Paulo Rangel argumenta que Flávio Bolsonaro nunca ficou sem mandato, ou seja, não existe lacuna em sua vida política, pois se elegeu senador enquanto exercia a função de deputado estadual pelo Rio de Janeiro até o final de 2018, onde tomou posse como senador em 2019.

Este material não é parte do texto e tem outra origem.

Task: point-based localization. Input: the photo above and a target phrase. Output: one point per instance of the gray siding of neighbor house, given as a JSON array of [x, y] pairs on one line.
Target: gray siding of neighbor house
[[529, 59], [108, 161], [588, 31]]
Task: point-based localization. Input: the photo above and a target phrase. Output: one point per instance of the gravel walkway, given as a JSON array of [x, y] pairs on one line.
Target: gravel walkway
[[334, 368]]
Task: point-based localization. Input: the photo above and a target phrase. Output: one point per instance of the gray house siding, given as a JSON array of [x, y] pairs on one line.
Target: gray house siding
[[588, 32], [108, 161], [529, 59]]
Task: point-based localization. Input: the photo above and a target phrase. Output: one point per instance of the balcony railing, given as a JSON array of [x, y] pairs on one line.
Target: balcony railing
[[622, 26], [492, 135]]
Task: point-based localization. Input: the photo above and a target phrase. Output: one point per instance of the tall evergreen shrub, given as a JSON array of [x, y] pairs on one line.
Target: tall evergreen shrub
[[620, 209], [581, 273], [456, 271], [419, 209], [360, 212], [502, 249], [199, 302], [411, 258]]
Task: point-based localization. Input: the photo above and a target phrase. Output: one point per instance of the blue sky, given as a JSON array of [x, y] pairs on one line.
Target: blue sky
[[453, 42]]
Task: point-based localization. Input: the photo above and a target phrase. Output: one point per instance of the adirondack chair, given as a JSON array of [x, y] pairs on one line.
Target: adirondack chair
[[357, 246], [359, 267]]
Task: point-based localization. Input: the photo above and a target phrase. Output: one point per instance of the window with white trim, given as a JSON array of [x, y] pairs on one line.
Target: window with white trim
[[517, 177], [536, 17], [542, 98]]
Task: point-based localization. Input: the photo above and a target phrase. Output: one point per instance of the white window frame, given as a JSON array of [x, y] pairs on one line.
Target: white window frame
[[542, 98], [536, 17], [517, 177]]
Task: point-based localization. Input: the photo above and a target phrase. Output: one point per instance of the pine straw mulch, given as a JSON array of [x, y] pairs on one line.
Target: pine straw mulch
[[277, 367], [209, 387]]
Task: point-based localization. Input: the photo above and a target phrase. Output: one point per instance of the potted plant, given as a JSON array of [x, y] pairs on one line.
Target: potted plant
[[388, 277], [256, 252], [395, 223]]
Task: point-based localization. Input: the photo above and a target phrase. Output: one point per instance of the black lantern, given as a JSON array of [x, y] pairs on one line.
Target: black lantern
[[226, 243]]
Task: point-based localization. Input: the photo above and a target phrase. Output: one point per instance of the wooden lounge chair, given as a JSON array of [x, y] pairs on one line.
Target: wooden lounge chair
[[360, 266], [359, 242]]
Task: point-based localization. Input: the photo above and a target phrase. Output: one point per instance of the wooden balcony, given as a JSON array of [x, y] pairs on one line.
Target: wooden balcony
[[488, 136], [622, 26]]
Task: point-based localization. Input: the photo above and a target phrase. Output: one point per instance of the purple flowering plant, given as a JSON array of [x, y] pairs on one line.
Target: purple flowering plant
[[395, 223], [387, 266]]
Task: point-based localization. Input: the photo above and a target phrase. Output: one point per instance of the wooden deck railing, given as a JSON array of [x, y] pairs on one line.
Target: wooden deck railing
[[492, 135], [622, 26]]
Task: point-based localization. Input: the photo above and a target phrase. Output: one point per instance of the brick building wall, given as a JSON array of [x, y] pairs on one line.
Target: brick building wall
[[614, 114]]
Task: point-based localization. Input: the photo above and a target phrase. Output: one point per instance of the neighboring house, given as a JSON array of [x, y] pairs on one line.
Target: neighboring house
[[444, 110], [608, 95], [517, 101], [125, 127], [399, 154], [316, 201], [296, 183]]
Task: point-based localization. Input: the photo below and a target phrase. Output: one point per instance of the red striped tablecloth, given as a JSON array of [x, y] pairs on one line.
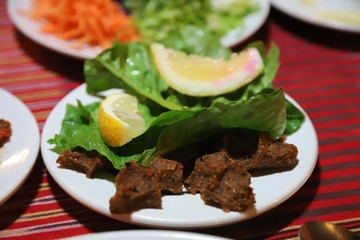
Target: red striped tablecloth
[[320, 68]]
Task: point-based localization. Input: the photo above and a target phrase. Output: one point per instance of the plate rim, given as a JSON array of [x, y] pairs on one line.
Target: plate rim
[[61, 46], [148, 232], [141, 218], [33, 146], [280, 6]]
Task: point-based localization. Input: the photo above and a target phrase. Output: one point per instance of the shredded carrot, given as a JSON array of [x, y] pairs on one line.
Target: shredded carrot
[[91, 22]]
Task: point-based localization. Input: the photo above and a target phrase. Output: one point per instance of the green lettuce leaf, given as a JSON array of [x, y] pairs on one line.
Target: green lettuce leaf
[[172, 130]]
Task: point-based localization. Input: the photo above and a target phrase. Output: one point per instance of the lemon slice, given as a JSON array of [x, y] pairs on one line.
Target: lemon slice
[[204, 76], [119, 119]]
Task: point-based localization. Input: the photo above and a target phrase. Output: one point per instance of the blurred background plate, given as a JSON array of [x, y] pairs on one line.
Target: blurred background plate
[[31, 29], [148, 235], [18, 156], [333, 14]]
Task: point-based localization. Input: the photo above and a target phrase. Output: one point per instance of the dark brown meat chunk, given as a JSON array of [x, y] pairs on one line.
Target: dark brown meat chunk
[[136, 188], [222, 182], [5, 131], [230, 190], [86, 162], [205, 168], [272, 153], [168, 174], [260, 151]]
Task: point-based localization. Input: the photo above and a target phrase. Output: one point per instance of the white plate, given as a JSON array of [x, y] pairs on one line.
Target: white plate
[[148, 235], [184, 211], [17, 157], [334, 14], [30, 28]]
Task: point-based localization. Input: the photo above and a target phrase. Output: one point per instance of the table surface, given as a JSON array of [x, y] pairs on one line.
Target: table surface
[[320, 69]]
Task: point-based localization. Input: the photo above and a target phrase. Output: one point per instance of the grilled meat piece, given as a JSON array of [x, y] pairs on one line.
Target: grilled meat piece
[[222, 182], [261, 151], [136, 188], [272, 153], [168, 174]]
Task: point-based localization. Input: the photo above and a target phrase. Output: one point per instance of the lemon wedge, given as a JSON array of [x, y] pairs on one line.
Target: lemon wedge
[[119, 119], [204, 76]]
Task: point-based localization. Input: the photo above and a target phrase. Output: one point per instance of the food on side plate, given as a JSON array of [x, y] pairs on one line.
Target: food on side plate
[[223, 138], [96, 22], [5, 131]]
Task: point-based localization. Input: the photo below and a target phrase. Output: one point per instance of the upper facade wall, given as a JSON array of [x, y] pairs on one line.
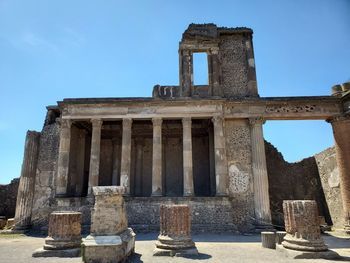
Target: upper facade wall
[[231, 67]]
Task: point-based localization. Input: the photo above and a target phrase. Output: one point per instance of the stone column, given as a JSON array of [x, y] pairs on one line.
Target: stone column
[[175, 231], [110, 239], [186, 72], [261, 183], [95, 154], [138, 166], [214, 72], [126, 156], [341, 132], [302, 226], [187, 156], [221, 173], [63, 158], [27, 181], [157, 158], [251, 74], [116, 162], [64, 235]]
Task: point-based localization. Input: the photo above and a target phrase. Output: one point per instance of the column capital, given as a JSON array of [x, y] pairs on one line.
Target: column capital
[[65, 123], [96, 123], [213, 51], [256, 121], [217, 119], [338, 118], [157, 121], [127, 122], [186, 121]]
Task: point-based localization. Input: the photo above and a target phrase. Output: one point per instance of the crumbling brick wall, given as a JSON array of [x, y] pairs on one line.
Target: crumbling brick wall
[[8, 198], [293, 181]]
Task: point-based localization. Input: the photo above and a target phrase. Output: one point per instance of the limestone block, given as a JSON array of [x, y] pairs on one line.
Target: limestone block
[[302, 226], [175, 231], [64, 237], [110, 241], [268, 240]]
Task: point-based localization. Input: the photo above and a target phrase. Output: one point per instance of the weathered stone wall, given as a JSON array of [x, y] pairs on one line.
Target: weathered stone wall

O STF, de acordo com o desembargador, preconiza que quando um político em exercício de mandato é réu, ao perder este mandato, o processo deve retornar à primeira instância.
Paulo Rangel sustenta que Flávio Bolsonaro não só não perdeu o mandato na Assembleia Legislativa do Estado do Rio de Janeiro como ganhou um novo mandato, desta vez no Senado Federal.

Em nota de esclarecimento o Desembargador Paulo Rangel disse:

O STF disse: “perdeu o foro desce para o 1° grau”. O deputado estadual Flávio Bolsonaro a época dos fatos não perdeu foro. Ele ganhou foro no STF por ser senador. Ora se ele fosse REELEITO deputado estadual continuaria com foro, certo? Mas como foi ELEITO senador perde? Não faz sentido. O direito é bom senso.
A suprema corte nunca tratou desse caso específico. O que não estão entendendo é que ele nunca perdeu o foro. Isso é como dizer: o deputado estadual tem que ser julgado pelo TJ. Se terminar o mandato e não for reeleito desce para o 1° grau de jurisdição. Se for reeleito deputado continua com o foro, mas se for eleito senador, câmara alta, perde o foro absurdo incomensurável.

É como dizer: Deveria concorrer a deputado estadual de novo para não perder o foro. Foi concorrer a senador, perdeu.

O desembargador conclui a nota dizendo que decidiu de acordo com a Constituição da República e sua consciência.